Tradizionalmente l’Head Quarter adotta una logica di tipo gerarchico, soprattutto nelle fasi iniziali, proprio perché è da lì che partono le risorse e le competenze che vengono trasferite ai mercati esteri. Questa logica gerarchica, che facilita il coordinamento e il controllo, può tuttavia rivelarsi inefficace nel corso del tempo. In particolare, quando le sedi estere acquisiscono una certa importanza, è necessario passare da un approccio gerarchico a un approccio in cui si aumenta l’autonomia che viene concessa alle singole sedi estere.

Se da un lato l’aumento dell’autonomia consentirà di accrescere la capacità di cogliere in modo tempestivo le opportunità dei singoli mercati, è altrettanto vero che questa logica non deve far perdere il controllo da parte della sede centrale italiana, che dovrà lavorare sul controllo dei risultati ma anche su una dimensione soft, quella della cultura organizzativa.

Ciò significa fare in modo che le persone che operano nelle singole sedi estere abbiano premesse decisionali allineate con le norme e i valori della cultura organizzativa e definiti a livello di gruppo; questo diventa basilare non solo nel momento in cui si dà maggiore autonomia alle sedi estere, ma anche quando il gruppo internazionale si forma per effetto di acquisizioni di imprese straniere o quando i singoli manager nelle varie sedi sono di origine locale.
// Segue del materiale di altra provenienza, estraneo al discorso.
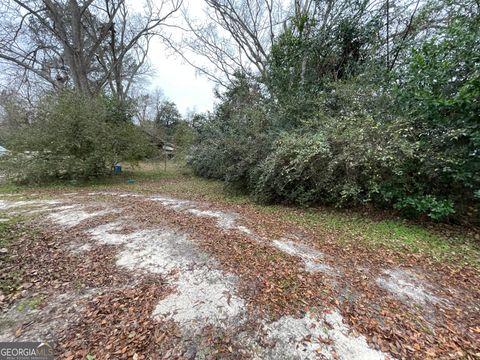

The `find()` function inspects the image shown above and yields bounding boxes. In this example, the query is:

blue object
[127,179,136,184]
[114,164,122,174]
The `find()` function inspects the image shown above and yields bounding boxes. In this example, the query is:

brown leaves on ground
[336,247,480,359]
[116,196,334,318]
[1,190,479,359]
[115,194,480,359]
[10,221,132,293]
[58,279,176,359]
[0,217,176,358]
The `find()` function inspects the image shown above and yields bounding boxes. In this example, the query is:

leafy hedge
[0,92,153,184]
[188,11,479,222]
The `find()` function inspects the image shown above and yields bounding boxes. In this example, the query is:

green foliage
[253,90,400,207]
[189,75,272,190]
[154,100,182,134]
[103,96,135,124]
[394,195,456,221]
[172,121,198,162]
[268,1,382,105]
[190,1,480,222]
[393,13,480,211]
[253,131,332,205]
[0,91,153,184]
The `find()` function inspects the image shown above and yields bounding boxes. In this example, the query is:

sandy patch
[49,208,112,227]
[118,193,142,198]
[116,230,211,274]
[150,195,194,211]
[0,199,63,211]
[86,191,115,196]
[149,195,255,236]
[259,310,387,360]
[186,208,239,230]
[152,267,245,334]
[88,222,211,272]
[26,204,77,215]
[88,221,129,245]
[187,208,256,236]
[376,268,446,306]
[273,239,335,275]
[87,220,246,335]
[69,243,93,254]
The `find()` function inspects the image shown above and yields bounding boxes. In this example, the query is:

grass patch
[0,217,25,295]
[1,161,478,269]
[0,160,248,203]
[0,160,183,193]
[143,176,251,204]
[265,206,480,268]
[16,295,44,312]
[0,183,21,194]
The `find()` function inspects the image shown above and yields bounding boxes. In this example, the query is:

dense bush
[253,84,401,207]
[0,91,153,183]
[190,1,479,222]
[189,75,273,190]
[391,15,480,216]
[253,131,334,205]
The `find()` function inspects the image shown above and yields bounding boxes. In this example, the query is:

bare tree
[0,0,182,98]
[167,0,449,90]
[166,0,288,89]
[133,87,165,124]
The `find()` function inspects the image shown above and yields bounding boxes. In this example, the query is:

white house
[0,145,8,156]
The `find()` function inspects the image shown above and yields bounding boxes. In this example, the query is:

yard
[0,162,479,359]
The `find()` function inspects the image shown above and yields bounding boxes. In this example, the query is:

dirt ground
[0,187,478,359]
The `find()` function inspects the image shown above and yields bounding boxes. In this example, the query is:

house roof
[0,145,8,152]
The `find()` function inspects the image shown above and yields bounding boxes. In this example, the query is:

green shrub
[253,132,333,205]
[189,75,272,190]
[0,91,153,184]
[253,105,396,207]
[188,3,480,222]
[394,195,456,221]
[392,15,480,212]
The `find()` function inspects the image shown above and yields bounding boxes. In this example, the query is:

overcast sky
[138,0,217,116]
[146,42,216,116]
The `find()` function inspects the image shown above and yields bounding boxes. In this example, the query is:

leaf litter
[0,190,478,359]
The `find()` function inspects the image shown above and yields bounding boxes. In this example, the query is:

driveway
[0,191,478,359]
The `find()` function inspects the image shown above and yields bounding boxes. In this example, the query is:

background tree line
[0,0,196,182]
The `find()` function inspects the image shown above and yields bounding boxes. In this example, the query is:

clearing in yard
[0,163,478,359]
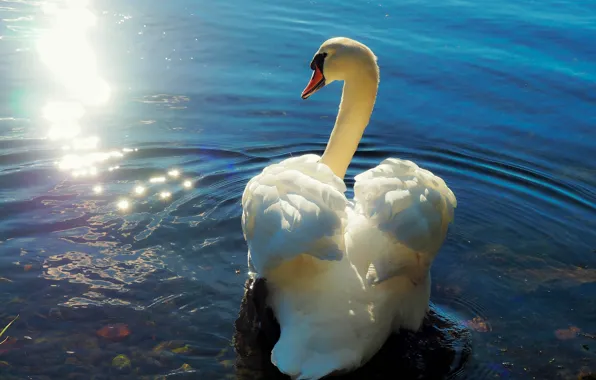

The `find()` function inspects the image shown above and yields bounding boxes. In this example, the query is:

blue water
[1,0,595,378]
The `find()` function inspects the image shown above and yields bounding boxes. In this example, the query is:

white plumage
[241,38,457,380]
[242,154,348,274]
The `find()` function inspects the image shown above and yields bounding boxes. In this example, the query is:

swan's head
[301,37,379,99]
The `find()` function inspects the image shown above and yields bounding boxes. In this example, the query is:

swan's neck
[320,74,378,179]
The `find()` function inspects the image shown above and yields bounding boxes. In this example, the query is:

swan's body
[241,38,457,379]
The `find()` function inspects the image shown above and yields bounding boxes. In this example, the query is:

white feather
[242,154,348,274]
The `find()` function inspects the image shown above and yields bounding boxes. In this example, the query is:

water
[0,0,595,378]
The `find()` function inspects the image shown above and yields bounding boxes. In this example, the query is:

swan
[241,37,457,380]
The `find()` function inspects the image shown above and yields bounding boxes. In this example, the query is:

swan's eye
[310,52,327,71]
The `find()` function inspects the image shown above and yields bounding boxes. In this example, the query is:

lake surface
[1,0,595,378]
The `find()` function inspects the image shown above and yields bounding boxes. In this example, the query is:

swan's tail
[271,324,358,380]
[268,281,371,380]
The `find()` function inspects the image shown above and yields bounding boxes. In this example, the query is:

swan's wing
[350,158,457,285]
[241,154,348,274]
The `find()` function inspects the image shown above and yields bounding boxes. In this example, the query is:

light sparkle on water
[117,199,130,210]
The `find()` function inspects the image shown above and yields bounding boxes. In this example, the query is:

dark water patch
[0,167,59,190]
[0,137,44,150]
[0,148,56,166]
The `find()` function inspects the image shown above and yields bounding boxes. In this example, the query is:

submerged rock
[96,324,130,342]
[233,278,472,379]
[111,354,131,374]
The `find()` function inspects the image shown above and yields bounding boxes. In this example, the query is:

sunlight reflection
[57,151,123,171]
[117,199,130,211]
[108,150,124,158]
[48,124,81,141]
[38,3,109,106]
[44,101,84,141]
[72,168,97,177]
[42,249,165,295]
[43,101,85,122]
[37,1,190,216]
[72,136,100,150]
[134,186,146,195]
[40,0,127,186]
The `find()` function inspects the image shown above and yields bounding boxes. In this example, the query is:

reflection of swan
[241,37,457,379]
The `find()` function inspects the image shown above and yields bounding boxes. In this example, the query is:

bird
[240,37,457,380]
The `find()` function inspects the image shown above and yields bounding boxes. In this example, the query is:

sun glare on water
[39,1,194,212]
[38,1,131,211]
[38,2,110,106]
[39,1,124,184]
[117,199,130,211]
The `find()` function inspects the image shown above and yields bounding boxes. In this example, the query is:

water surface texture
[1,0,595,378]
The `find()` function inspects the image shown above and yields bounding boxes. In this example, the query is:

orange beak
[301,65,326,99]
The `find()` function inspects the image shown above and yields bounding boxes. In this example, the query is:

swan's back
[347,158,457,287]
[241,154,348,276]
[354,158,456,250]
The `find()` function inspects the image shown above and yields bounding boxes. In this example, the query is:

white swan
[241,37,457,380]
Processo di internazionalizzazione e importanza del monitoraggio continuo

Le scelte del processo di internazionalizzazione descritte non sono da intraprendere una tantum, ma sono decisioni che devono essere oggetto di continua valutazione e monitoraggio da parte dell’impresa per effetto della variabilità dei contesti internazionali in cui l’impresa opera.
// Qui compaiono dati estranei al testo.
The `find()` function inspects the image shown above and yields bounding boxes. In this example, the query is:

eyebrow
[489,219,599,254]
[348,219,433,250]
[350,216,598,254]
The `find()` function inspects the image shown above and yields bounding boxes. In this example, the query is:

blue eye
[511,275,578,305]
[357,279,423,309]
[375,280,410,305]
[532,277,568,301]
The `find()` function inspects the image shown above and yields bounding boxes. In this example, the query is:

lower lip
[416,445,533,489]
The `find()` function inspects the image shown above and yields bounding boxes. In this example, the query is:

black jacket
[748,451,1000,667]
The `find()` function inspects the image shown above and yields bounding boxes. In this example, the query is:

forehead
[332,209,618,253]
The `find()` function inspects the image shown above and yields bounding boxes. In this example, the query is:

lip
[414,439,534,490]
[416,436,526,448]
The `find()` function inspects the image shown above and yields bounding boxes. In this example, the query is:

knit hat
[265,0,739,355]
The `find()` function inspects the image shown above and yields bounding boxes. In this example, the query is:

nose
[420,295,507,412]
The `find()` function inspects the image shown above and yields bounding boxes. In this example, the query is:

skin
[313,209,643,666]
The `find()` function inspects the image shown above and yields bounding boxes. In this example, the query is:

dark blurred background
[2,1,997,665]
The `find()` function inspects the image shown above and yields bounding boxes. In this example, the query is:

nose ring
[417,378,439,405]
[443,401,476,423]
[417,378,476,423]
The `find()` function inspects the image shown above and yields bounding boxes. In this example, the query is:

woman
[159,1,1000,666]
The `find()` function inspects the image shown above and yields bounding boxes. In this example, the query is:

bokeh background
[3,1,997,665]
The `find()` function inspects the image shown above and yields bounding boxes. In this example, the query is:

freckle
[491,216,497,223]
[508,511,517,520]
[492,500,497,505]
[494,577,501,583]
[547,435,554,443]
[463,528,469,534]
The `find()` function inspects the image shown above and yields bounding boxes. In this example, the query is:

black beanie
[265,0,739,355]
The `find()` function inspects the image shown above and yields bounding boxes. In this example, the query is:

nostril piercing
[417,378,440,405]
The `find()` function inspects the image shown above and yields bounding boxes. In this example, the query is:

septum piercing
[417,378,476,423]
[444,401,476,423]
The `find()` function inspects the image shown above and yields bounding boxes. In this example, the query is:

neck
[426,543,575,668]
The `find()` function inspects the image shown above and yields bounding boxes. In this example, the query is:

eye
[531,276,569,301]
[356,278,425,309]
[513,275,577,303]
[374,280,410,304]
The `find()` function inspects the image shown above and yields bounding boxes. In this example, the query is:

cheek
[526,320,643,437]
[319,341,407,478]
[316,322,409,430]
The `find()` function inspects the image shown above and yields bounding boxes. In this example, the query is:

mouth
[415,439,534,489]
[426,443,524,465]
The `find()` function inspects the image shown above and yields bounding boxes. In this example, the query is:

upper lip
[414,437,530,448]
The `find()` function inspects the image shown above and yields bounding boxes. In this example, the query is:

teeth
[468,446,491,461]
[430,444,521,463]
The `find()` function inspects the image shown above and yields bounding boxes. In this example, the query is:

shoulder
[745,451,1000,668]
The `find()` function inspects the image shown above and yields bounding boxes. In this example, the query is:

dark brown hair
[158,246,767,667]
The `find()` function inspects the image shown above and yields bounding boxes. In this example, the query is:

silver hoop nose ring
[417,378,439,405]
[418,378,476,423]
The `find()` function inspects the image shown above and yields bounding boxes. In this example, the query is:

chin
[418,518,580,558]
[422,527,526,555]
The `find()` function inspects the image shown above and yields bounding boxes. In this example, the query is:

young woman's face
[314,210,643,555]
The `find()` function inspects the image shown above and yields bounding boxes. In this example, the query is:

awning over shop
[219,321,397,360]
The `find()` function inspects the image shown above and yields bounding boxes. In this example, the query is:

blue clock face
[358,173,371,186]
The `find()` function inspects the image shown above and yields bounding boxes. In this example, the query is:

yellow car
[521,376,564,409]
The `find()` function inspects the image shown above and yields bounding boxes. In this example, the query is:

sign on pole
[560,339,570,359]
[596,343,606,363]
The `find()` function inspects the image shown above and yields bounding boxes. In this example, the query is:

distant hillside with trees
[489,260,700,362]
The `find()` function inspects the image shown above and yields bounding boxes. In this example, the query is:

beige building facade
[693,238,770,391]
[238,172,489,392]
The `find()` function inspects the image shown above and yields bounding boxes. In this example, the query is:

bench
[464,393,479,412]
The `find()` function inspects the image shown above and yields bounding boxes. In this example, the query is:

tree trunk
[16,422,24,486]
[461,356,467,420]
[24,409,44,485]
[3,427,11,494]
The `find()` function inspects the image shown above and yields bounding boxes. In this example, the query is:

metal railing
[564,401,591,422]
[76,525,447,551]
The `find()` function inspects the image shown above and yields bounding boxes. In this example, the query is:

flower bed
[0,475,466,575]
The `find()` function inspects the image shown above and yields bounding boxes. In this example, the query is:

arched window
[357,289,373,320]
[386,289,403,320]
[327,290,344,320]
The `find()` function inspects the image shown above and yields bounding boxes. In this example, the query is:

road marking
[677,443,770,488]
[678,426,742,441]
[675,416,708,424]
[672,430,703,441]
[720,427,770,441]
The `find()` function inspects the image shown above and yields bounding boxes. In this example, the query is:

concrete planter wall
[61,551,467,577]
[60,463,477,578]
Nella valutazione di mercati a cui puntare, l’impresa dovrà considerare anche l’effetto delle culture nazionali che influenzano approcci di lavoro, contratti e modalità relazionali.

Esistono vari modelli sulla base dei quali valutare le differenze tra culture nazionali e anche il potenziale rischio di frizione tra culture, uno tra i più noti è quello elaborato da Gerard Hendrik Hofstede.
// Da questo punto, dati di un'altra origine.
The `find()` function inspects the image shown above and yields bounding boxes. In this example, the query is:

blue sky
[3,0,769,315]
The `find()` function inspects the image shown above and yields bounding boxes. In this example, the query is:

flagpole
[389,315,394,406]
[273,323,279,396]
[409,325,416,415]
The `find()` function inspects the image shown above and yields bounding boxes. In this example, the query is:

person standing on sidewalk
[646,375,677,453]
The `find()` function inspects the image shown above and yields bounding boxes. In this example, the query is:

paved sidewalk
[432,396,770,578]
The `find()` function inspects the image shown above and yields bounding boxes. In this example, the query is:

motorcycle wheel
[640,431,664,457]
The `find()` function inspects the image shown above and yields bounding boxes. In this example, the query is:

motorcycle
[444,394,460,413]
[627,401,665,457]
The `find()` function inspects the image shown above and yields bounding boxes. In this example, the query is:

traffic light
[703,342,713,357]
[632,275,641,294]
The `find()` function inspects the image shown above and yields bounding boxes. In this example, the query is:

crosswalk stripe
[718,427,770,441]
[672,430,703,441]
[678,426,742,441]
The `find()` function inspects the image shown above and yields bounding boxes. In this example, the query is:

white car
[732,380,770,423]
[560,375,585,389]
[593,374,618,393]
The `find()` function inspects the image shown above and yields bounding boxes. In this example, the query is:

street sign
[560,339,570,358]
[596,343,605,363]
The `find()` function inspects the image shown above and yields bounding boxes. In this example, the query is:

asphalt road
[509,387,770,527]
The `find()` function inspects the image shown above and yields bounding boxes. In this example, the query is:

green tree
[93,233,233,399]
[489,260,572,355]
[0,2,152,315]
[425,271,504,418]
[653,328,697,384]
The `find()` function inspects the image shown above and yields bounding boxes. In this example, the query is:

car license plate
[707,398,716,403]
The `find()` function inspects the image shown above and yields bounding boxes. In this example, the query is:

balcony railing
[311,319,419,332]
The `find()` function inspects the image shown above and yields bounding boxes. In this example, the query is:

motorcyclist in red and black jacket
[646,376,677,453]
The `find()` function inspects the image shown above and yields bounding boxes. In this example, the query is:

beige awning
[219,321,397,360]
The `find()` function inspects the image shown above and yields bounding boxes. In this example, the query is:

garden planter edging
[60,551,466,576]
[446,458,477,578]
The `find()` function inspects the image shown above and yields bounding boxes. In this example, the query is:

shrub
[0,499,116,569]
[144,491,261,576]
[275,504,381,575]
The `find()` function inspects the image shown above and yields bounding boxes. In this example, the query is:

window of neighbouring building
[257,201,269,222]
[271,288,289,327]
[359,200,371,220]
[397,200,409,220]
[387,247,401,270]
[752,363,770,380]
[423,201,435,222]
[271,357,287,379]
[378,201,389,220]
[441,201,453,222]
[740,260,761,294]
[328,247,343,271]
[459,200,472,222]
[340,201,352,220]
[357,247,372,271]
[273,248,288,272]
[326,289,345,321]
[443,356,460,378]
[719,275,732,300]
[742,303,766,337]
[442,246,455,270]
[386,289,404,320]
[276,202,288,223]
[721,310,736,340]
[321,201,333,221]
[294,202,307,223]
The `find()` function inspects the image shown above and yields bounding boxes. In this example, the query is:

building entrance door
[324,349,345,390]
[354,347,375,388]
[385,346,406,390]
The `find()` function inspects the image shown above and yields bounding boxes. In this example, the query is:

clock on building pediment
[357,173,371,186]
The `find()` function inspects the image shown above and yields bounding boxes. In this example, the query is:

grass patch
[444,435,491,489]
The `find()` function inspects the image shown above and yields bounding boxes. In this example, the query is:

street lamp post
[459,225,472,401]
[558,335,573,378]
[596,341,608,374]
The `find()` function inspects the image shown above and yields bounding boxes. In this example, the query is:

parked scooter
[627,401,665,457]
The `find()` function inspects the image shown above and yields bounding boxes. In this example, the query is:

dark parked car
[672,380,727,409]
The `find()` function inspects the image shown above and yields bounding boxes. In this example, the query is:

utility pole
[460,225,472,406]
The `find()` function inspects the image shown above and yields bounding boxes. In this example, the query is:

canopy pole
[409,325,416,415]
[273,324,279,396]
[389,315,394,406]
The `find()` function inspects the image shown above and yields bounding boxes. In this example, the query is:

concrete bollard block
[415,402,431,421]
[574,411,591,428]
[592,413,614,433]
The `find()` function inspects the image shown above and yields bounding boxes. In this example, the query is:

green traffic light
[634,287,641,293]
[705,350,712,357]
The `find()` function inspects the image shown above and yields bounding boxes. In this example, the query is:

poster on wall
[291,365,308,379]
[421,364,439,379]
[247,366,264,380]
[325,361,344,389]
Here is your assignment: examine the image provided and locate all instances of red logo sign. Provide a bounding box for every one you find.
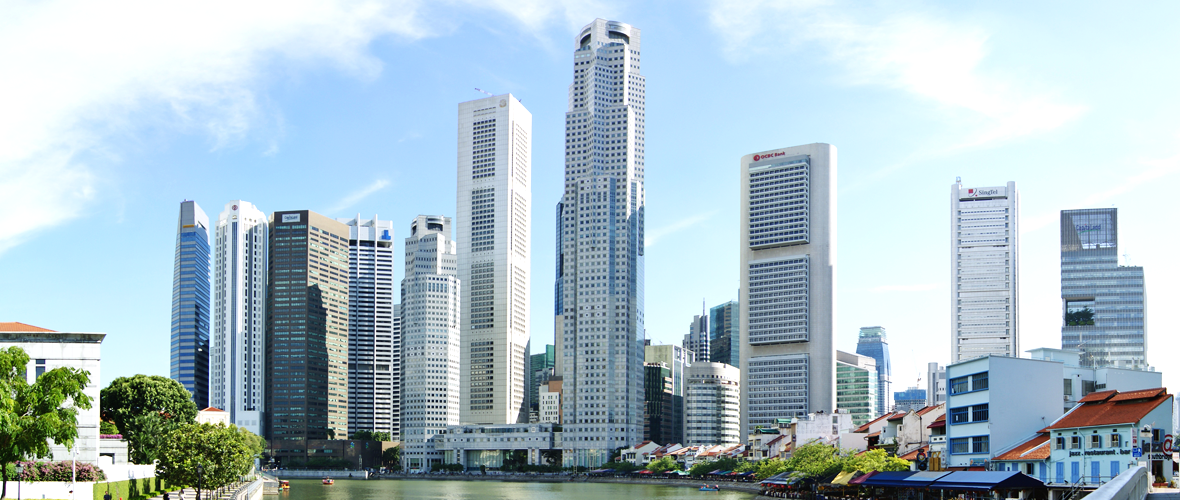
[1164,434,1174,454]
[232,205,238,210]
[753,151,786,162]
[967,189,974,195]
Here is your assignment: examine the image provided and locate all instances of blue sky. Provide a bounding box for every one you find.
[2,0,1178,393]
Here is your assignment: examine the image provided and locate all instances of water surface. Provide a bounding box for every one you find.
[282,478,755,500]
Si tratta di modelli che necessariamente offrono delle semplificazioni, ma allo stesso tempo rappresentano uno strumento attraverso cui acquisire consapevolezza per prendere le decisioni più in linea con il proprio piano strategico.

Nel ruolo di Temporary General Manager, mi sono confrontata con realtà molto internazionalizzate, gestendo filiali commerciali estere e joint venture con partner orientali, russi e sud-americani. Queste esperienze arricchenti, mi hanno insegnato che non esiste una regola fissa per internazionalizzare: il percorso ideale dipende dal prodotto, dagli obiettivi aziendali a medio-lungo oltre che, naturalmente, dal budget iniziale. Ciò che è indispensabile è preparazione e cognizione di causa: non si può pensare di andare all’estero a caso senza poi generare danni o semplicemente sprechi.